Philippines: Justice in the wake of natural disaster
Philippines: Justice in the wake of natural disaster
Typhoon
Haiyan has affected nearly ten million people in the Philippines, with
more than four million displaced in nine regions. In the aftermath of
the disaster, the administration of justice, an essential institution
often overlooked, has been severely affected with court buildings,
equipment and places of detention substantially destroyed in a number of
major centres.
Alphinor
Serrano, Executive Judge of the Regional Trial Court in Tacloban City,
explains: “the scale and destruction brought by Typhoon Haiyan took us
all by surprise. With no emergency plan to rely upon for a disaster of
this scale, our court rooms, offices, files and equipment were
destroyed. Ninety five percent of my case files were under water and mud
and court staff spent their days manually drying files and hanging them
out to dry.”
“While we have made great efforts to get our courts functioning
again, it is difficult and time consuming work and any delay has an
impact on a person’s right to speedy trial and other due process
rights,” Serrano said.
The UN Human Rights Office collaborating with the Human Rights
Commission of the Philippines has undertaken a joint project to assist
in rebuilding the judicial process in the affected regions and to begin a
process which ensures better preparedness for future natural disasters.

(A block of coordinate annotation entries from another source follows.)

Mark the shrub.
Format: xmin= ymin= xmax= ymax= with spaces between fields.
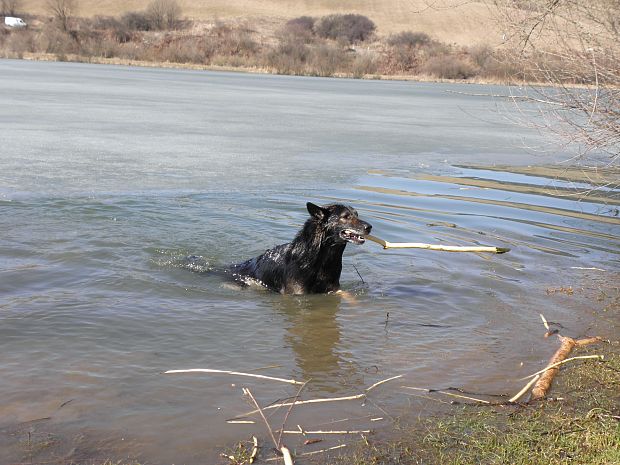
xmin=350 ymin=53 xmax=378 ymax=79
xmin=421 ymin=55 xmax=476 ymax=79
xmin=160 ymin=36 xmax=206 ymax=63
xmin=387 ymin=31 xmax=431 ymax=48
xmin=265 ymin=35 xmax=310 ymax=74
xmin=281 ymin=16 xmax=315 ymax=43
xmin=40 ymin=23 xmax=79 ymax=54
xmin=4 ymin=30 xmax=37 ymax=58
xmin=315 ymin=14 xmax=376 ymax=44
xmin=284 ymin=16 xmax=315 ymax=33
xmin=0 ymin=0 xmax=22 ymax=16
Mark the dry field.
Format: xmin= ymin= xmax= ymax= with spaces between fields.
xmin=22 ymin=0 xmax=502 ymax=46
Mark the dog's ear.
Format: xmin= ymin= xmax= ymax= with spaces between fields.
xmin=306 ymin=202 xmax=329 ymax=221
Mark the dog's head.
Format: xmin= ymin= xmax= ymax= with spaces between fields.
xmin=306 ymin=202 xmax=372 ymax=244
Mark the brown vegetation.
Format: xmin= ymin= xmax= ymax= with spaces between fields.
xmin=0 ymin=0 xmax=616 ymax=90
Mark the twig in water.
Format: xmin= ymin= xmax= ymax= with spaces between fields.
xmin=519 ymin=355 xmax=605 ymax=381
xmin=243 ymin=388 xmax=278 ymax=449
xmin=276 ymin=380 xmax=310 ymax=448
xmin=365 ymin=235 xmax=510 ymax=254
xmin=280 ymin=429 xmax=371 ymax=436
xmin=366 ymin=375 xmax=403 ymax=393
xmin=299 ymin=444 xmax=347 ymax=457
xmin=508 ymin=375 xmax=540 ymax=402
xmin=401 ymin=386 xmax=491 ymax=404
xmin=250 ymin=436 xmax=258 ymax=463
xmin=164 ymin=368 xmax=304 ymax=384
xmin=280 ymin=446 xmax=293 ymax=465
xmin=240 ymin=375 xmax=403 ymax=417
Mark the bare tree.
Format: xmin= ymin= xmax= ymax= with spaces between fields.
xmin=492 ymin=0 xmax=620 ymax=164
xmin=1 ymin=0 xmax=21 ymax=16
xmin=146 ymin=0 xmax=181 ymax=29
xmin=46 ymin=0 xmax=78 ymax=32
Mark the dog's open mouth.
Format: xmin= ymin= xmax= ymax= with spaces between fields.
xmin=340 ymin=229 xmax=366 ymax=244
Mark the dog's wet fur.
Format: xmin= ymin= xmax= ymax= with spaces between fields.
xmin=230 ymin=202 xmax=372 ymax=294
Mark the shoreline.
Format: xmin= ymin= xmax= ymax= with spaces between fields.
xmin=0 ymin=52 xmax=593 ymax=89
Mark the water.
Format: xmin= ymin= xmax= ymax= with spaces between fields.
xmin=0 ymin=60 xmax=620 ymax=464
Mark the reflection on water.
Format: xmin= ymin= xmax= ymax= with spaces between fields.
xmin=0 ymin=161 xmax=620 ymax=463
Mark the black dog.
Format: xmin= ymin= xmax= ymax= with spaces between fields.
xmin=230 ymin=202 xmax=372 ymax=294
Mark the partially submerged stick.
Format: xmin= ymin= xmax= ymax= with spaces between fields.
xmin=164 ymin=368 xmax=304 ymax=384
xmin=235 ymin=375 xmax=403 ymax=420
xmin=365 ymin=234 xmax=510 ymax=254
xmin=532 ymin=335 xmax=602 ymax=400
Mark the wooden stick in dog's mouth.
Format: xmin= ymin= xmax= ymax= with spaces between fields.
xmin=364 ymin=234 xmax=510 ymax=254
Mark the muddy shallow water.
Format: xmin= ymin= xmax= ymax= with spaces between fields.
xmin=0 ymin=60 xmax=620 ymax=464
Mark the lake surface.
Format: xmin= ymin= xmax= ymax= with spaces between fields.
xmin=0 ymin=60 xmax=620 ymax=464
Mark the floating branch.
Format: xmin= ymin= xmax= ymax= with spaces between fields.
xmin=250 ymin=436 xmax=258 ymax=463
xmin=164 ymin=368 xmax=304 ymax=384
xmin=508 ymin=375 xmax=540 ymax=402
xmin=401 ymin=386 xmax=491 ymax=404
xmin=282 ymin=429 xmax=371 ymax=436
xmin=243 ymin=388 xmax=278 ymax=448
xmin=265 ymin=444 xmax=347 ymax=462
xmin=236 ymin=375 xmax=403 ymax=417
xmin=521 ymin=355 xmax=605 ymax=381
xmin=280 ymin=446 xmax=293 ymax=465
xmin=366 ymin=235 xmax=510 ymax=254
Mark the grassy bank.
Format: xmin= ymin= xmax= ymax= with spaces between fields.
xmin=316 ymin=288 xmax=620 ymax=465
xmin=321 ymin=343 xmax=620 ymax=465
xmin=0 ymin=11 xmax=576 ymax=83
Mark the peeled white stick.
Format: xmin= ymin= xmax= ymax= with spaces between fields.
xmin=164 ymin=368 xmax=304 ymax=384
xmin=365 ymin=235 xmax=510 ymax=254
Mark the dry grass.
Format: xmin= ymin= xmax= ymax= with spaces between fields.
xmin=22 ymin=0 xmax=502 ymax=45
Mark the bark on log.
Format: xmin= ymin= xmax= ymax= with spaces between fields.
xmin=531 ymin=335 xmax=602 ymax=400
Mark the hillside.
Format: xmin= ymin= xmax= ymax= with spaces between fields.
xmin=22 ymin=0 xmax=501 ymax=46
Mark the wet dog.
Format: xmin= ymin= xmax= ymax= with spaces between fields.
xmin=230 ymin=202 xmax=372 ymax=294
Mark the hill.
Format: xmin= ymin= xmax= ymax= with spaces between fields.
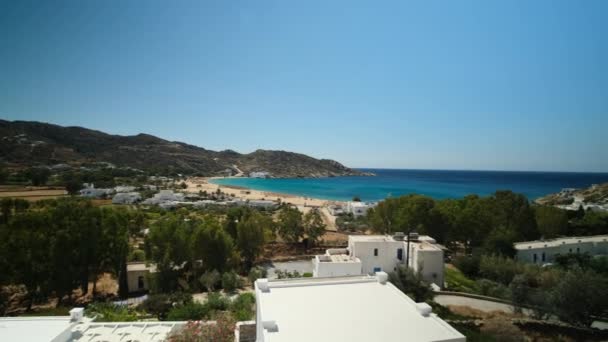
xmin=0 ymin=120 xmax=364 ymax=177
xmin=536 ymin=183 xmax=608 ymax=210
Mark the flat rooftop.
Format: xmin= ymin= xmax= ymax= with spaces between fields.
xmin=68 ymin=322 xmax=185 ymax=342
xmin=514 ymin=235 xmax=608 ymax=250
xmin=0 ymin=316 xmax=72 ymax=341
xmin=256 ymin=274 xmax=465 ymax=342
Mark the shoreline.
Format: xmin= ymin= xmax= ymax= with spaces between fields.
xmin=185 ymin=177 xmax=346 ymax=208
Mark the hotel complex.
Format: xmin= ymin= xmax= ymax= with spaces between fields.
xmin=312 ymin=233 xmax=444 ymax=288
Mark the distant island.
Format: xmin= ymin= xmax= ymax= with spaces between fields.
xmin=535 ymin=183 xmax=608 ymax=211
xmin=0 ymin=120 xmax=369 ymax=178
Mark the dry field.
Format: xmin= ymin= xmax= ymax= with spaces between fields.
xmin=0 ymin=186 xmax=68 ymax=201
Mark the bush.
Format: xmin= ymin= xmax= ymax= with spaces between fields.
xmin=205 ymin=293 xmax=230 ymax=311
xmin=445 ymin=267 xmax=478 ymax=293
xmin=452 ymin=255 xmax=481 ymax=278
xmin=389 ymin=266 xmax=434 ymax=302
xmin=199 ymin=270 xmax=221 ymax=292
xmin=476 ymin=279 xmax=511 ymax=300
xmin=247 ymin=266 xmax=268 ymax=284
xmin=140 ymin=294 xmax=172 ymax=321
xmin=167 ymin=302 xmax=209 ymax=321
xmin=129 ymin=249 xmax=146 ymax=261
xmin=222 ymin=272 xmax=241 ymax=292
xmin=230 ymin=293 xmax=255 ymax=321
xmin=85 ymin=303 xmax=137 ymax=322
xmin=167 ymin=314 xmax=235 ymax=342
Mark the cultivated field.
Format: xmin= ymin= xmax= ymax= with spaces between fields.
xmin=0 ymin=186 xmax=68 ymax=201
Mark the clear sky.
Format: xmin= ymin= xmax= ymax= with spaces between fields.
xmin=0 ymin=0 xmax=608 ymax=171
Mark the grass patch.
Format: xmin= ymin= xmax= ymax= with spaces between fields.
xmin=445 ymin=267 xmax=479 ymax=293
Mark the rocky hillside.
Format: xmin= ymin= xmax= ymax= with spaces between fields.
xmin=536 ymin=183 xmax=608 ymax=210
xmin=0 ymin=120 xmax=363 ymax=177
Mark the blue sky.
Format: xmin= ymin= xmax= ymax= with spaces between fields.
xmin=0 ymin=0 xmax=608 ymax=171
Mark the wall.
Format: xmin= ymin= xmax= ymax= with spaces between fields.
xmin=349 ymin=241 xmax=406 ymax=274
xmin=517 ymin=240 xmax=608 ymax=265
xmin=312 ymin=256 xmax=361 ymax=277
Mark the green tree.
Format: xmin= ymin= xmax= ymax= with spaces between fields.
xmin=303 ymin=209 xmax=325 ymax=243
xmin=279 ymin=206 xmax=304 ymax=242
xmin=192 ymin=217 xmax=234 ymax=272
xmin=236 ymin=211 xmax=272 ymax=269
xmin=389 ymin=265 xmax=434 ymax=302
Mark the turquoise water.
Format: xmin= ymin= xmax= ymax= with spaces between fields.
xmin=213 ymin=169 xmax=608 ymax=201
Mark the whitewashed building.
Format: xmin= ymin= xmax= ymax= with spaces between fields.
xmin=80 ymin=183 xmax=114 ymax=198
xmin=514 ymin=235 xmax=608 ymax=265
xmin=344 ymin=201 xmax=377 ymax=217
xmin=112 ymin=192 xmax=141 ymax=204
xmin=0 ymin=308 xmax=186 ymax=342
xmin=127 ymin=262 xmax=156 ymax=293
xmin=142 ymin=190 xmax=185 ymax=207
xmin=312 ymin=233 xmax=444 ymax=287
xmin=255 ymin=272 xmax=466 ymax=342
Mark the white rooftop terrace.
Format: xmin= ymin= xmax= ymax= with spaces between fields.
xmin=514 ymin=235 xmax=608 ymax=250
xmin=0 ymin=316 xmax=73 ymax=342
xmin=255 ymin=272 xmax=465 ymax=342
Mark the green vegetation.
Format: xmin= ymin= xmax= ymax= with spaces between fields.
xmin=85 ymin=303 xmax=138 ymax=322
xmin=445 ymin=267 xmax=479 ymax=293
xmin=389 ymin=265 xmax=434 ymax=302
xmin=0 ymin=199 xmax=133 ymax=308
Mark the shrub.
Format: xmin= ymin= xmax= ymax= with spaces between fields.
xmin=247 ymin=266 xmax=268 ymax=283
xmin=230 ymin=293 xmax=255 ymax=321
xmin=140 ymin=294 xmax=172 ymax=321
xmin=167 ymin=314 xmax=235 ymax=342
xmin=199 ymin=270 xmax=221 ymax=292
xmin=389 ymin=266 xmax=434 ymax=302
xmin=222 ymin=272 xmax=241 ymax=292
xmin=85 ymin=303 xmax=137 ymax=322
xmin=205 ymin=293 xmax=230 ymax=311
xmin=445 ymin=267 xmax=478 ymax=293
xmin=476 ymin=279 xmax=511 ymax=300
xmin=453 ymin=255 xmax=481 ymax=278
xmin=167 ymin=302 xmax=209 ymax=321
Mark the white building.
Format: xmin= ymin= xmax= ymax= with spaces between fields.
xmin=0 ymin=308 xmax=186 ymax=342
xmin=142 ymin=190 xmax=185 ymax=207
xmin=247 ymin=200 xmax=278 ymax=210
xmin=514 ymin=235 xmax=608 ymax=265
xmin=114 ymin=185 xmax=135 ymax=193
xmin=255 ymin=272 xmax=466 ymax=342
xmin=312 ymin=233 xmax=444 ymax=287
xmin=80 ymin=183 xmax=114 ymax=198
xmin=112 ymin=192 xmax=141 ymax=204
xmin=327 ymin=205 xmax=344 ymax=216
xmin=127 ymin=262 xmax=156 ymax=293
xmin=344 ymin=201 xmax=376 ymax=217
xmin=249 ymin=171 xmax=270 ymax=178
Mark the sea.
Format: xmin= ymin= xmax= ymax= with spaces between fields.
xmin=212 ymin=169 xmax=608 ymax=201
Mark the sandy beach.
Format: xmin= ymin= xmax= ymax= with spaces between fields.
xmin=185 ymin=177 xmax=344 ymax=230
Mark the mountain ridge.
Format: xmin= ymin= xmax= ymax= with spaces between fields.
xmin=0 ymin=120 xmax=367 ymax=178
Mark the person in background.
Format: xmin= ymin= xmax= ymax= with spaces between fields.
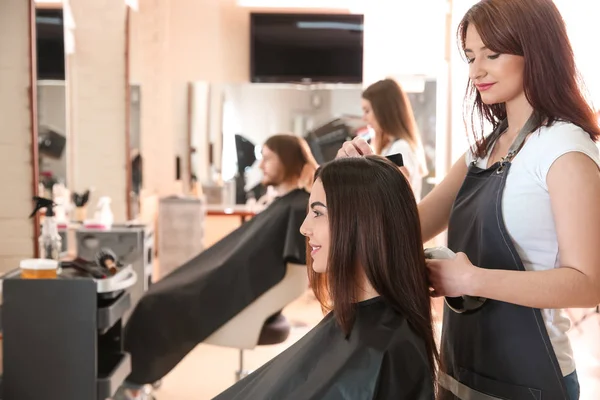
xmin=338 ymin=0 xmax=600 ymax=400
xmin=362 ymin=78 xmax=429 ymax=203
xmin=257 ymin=134 xmax=318 ymax=207
xmin=214 ymin=156 xmax=438 ymax=400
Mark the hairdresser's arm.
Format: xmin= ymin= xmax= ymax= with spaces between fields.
xmin=419 ymin=155 xmax=467 ymax=242
xmin=428 ymin=153 xmax=600 ymax=309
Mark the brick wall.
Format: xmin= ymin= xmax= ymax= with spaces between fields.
xmin=67 ymin=0 xmax=129 ymax=222
xmin=0 ymin=0 xmax=34 ymax=273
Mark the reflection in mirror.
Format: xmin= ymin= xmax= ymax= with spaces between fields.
xmin=211 ymin=81 xmax=437 ymax=204
xmin=36 ymin=8 xmax=68 ymax=198
xmin=129 ymin=84 xmax=143 ymax=219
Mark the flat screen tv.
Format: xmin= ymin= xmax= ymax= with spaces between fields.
xmin=250 ymin=13 xmax=364 ymax=83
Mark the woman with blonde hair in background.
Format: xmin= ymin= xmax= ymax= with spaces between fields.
xmin=362 ymin=78 xmax=429 ymax=202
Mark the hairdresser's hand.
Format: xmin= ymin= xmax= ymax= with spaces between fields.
xmin=425 ymin=253 xmax=479 ymax=297
xmin=335 ymin=136 xmax=373 ymax=158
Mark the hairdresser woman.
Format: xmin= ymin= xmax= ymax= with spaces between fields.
xmin=338 ymin=0 xmax=600 ymax=400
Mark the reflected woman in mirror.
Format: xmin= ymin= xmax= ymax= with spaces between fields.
xmin=362 ymin=78 xmax=429 ymax=203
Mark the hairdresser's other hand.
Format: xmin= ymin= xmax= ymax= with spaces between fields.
xmin=335 ymin=136 xmax=373 ymax=158
xmin=425 ymin=253 xmax=479 ymax=297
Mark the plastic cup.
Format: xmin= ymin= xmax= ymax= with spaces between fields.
xmin=21 ymin=258 xmax=58 ymax=279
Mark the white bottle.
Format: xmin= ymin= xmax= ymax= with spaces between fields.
xmin=94 ymin=196 xmax=115 ymax=229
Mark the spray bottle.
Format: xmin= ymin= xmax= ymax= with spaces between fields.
xmin=29 ymin=196 xmax=62 ymax=261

After the destruction of a number of prisons, some inmates were moved
to other jails without adequate access to their families, lawyers and
medical care. Often, too, the cases of people who had been arrested and
detained before the typhoon could not be processed as the files had been
destroyed or lost.
Senior Police Superintendant Domingo Say Cabillan, from the city of
Tacloban has reported that he is “dealing with a significant number of
detainees who have been held for five months in police cells. The
maximum time limit in Philippine law for people to be brought before the
Prosecutors office to file a case upon the commission of the crime is
thirty six hours for grave offences.”
“As the case files submitted to the Prosecutor’s office have in many
of these cases been washed away, we have struggled to resolve the
situation of these cases caught in a legal limbo,” Cabillan said.